Fußballstar Megan Rapinoe hat in einer emotionalen Ansprache an Donald Trump mit dem US-Präsidenten abgerechnet. „Sie müssen es besser machen“, sagte die 34-Jährige bei CNN und wendete sich direkt an den Republikaner: „Ich würde sagen, dass Ihre Botschaft mich ausschließt. Sie schließen mich aus, Sie schließen Menschen aus, die wie ich aussehen. Sie schließen auch People of Color aus.“ People of Color ist eine Selbstbezeichnung von Menschen mit Rassismuserfahrungen.

Rapinoe, die sich für die Rechte der LGBTQ-Bewegung und gleiche Bezahlung von Männern und Frauen einsetzt, kritisierte zudem Trumps Wahlslogan „Make America Great Again“ (deutsch: "Macht Amerika wieder groß"), mit dem er 2016 für seine Wahl warb.

Solche oder ähnliche Statements der Republikaner seien laut Rapinoe ein Zeichen für eine Abkehr von liberalen Werten. "Man besinnt sich da auf eine Ära zurück, die nicht für jeden großartig war", sagte Rapinoe: "Vielleicht war sie das für ein paar Leute, und vielleicht ist es heute großartig für einige wenige, aber nicht für genug Amerikaner."

Den traditionellen Besuch im Weißen Haus schließt sie weiterhin aus. "Ich werde nicht gehen, und jede Mitspielerin, mit der ich darüber gesprochen habe, wird es auch nicht tun", sagte Rapinoe. Bereits vor dem Gewinn der WM in Frankreich am vergangenen Sonntag hatte Rapinoe bekräftigt, eine Einladung ins Weiße Haus nicht annehmen zu wollen.

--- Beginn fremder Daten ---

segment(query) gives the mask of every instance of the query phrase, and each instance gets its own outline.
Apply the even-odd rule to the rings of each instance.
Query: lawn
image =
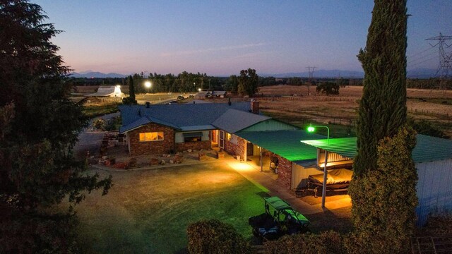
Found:
[[[107,195],[92,193],[76,207],[88,253],[183,253],[187,226],[202,219],[231,224],[250,238],[248,217],[263,212],[266,190],[227,164],[111,174]]]
[[[117,112],[118,111],[118,105],[116,104],[84,106],[82,110],[83,114],[90,118],[100,116],[107,114]]]

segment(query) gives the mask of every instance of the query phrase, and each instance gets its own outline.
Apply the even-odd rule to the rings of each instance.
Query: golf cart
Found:
[[[253,234],[263,241],[275,240],[285,234],[305,233],[309,231],[309,221],[295,211],[278,197],[264,198],[266,212],[251,217],[248,224]]]

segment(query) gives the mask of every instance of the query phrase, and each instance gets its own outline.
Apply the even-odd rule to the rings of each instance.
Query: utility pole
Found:
[[[309,76],[308,78],[308,95],[311,95],[311,80],[314,78],[314,70],[317,68],[316,66],[308,66],[306,68],[308,69],[308,72],[309,73]],[[311,71],[312,68],[312,71]]]
[[[452,52],[449,52],[448,54],[444,51],[444,46],[448,48],[452,45],[451,44],[447,44],[446,42],[452,40],[452,36],[443,35],[441,32],[439,36],[432,37],[431,38],[426,39],[427,40],[435,40],[437,41],[436,44],[432,44],[429,42],[430,46],[435,47],[438,46],[439,48],[439,64],[438,65],[438,69],[435,75],[439,75],[441,78],[439,81],[439,89],[446,89],[445,79],[451,78],[452,75]]]

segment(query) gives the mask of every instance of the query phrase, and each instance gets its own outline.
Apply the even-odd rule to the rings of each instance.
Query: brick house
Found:
[[[287,188],[300,186],[316,171],[316,150],[300,140],[325,138],[260,114],[256,101],[122,105],[119,110],[119,132],[126,134],[131,156],[219,147],[244,161],[277,158],[278,181]]]

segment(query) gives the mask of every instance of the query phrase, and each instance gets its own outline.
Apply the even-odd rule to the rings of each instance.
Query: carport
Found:
[[[314,167],[317,158],[316,148],[300,143],[300,140],[323,139],[321,135],[304,130],[237,132],[237,136],[246,140],[247,146],[258,147],[259,164],[264,169],[263,150],[267,150],[278,158],[278,181],[287,188],[294,189],[304,184],[303,179],[311,174],[318,174]]]
[[[419,205],[417,225],[422,226],[429,214],[452,210],[452,140],[418,134],[412,157],[419,179],[416,186]],[[323,167],[320,155],[326,151],[337,158],[352,159],[357,153],[357,138],[302,141],[318,149],[317,165]],[[324,157],[323,157],[324,158]],[[331,159],[327,168],[349,163],[347,159]],[[322,164],[323,163],[323,164]]]

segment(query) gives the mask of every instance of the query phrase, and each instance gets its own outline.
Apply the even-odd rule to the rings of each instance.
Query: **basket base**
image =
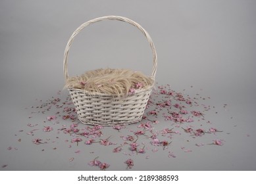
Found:
[[[126,126],[140,122],[147,106],[151,87],[124,98],[91,95],[68,89],[78,119],[84,124]]]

Die beste WM-Spielerin und Torschützenkönigin bezweifelte zudem, dass "irgendjemand im Team ein Interesse daran hat, die Bühne, für die wir so hart gearbeitet haben, zu teilen." Jene Plattform solle nicht von der Trump-Regierung "vereinnahmt oder korrumpiert" werden, so Rapinoe weiter. Der 2:0-Sieg am vergangenen Wochenende gegen die Niederlande im WM-Finale bedeutete den insgesamt vierten Titel für die USA.

Der Protest von Rapinoe gegen die Trump-Regierung ist nicht neu. Sie singt aus Ablehnung vor Länderspielen die Nationalhymne nicht mit und zog durch ihre Aussage, nicht "ins f***ing Weiße Haus" zu kommen, den Zorn Trumps auf sich. Der hatte bei Twitter geantwortet, sie solle "erst mal GEWINNEN, dann REDEN". Wenig später holten die US-Frauen den Titel.

Anmerkung der Redaktion: In einer früheren Version dieses Artikels hatten wir „People of Color“ wörtlich mit „farbige Leute“ übersetzt. Im Deutschen ist „farbig“ jedoch als kolonialistischer Begriff negativ konnotiert. Deshalb haben wir die Formulierung überarbeitet.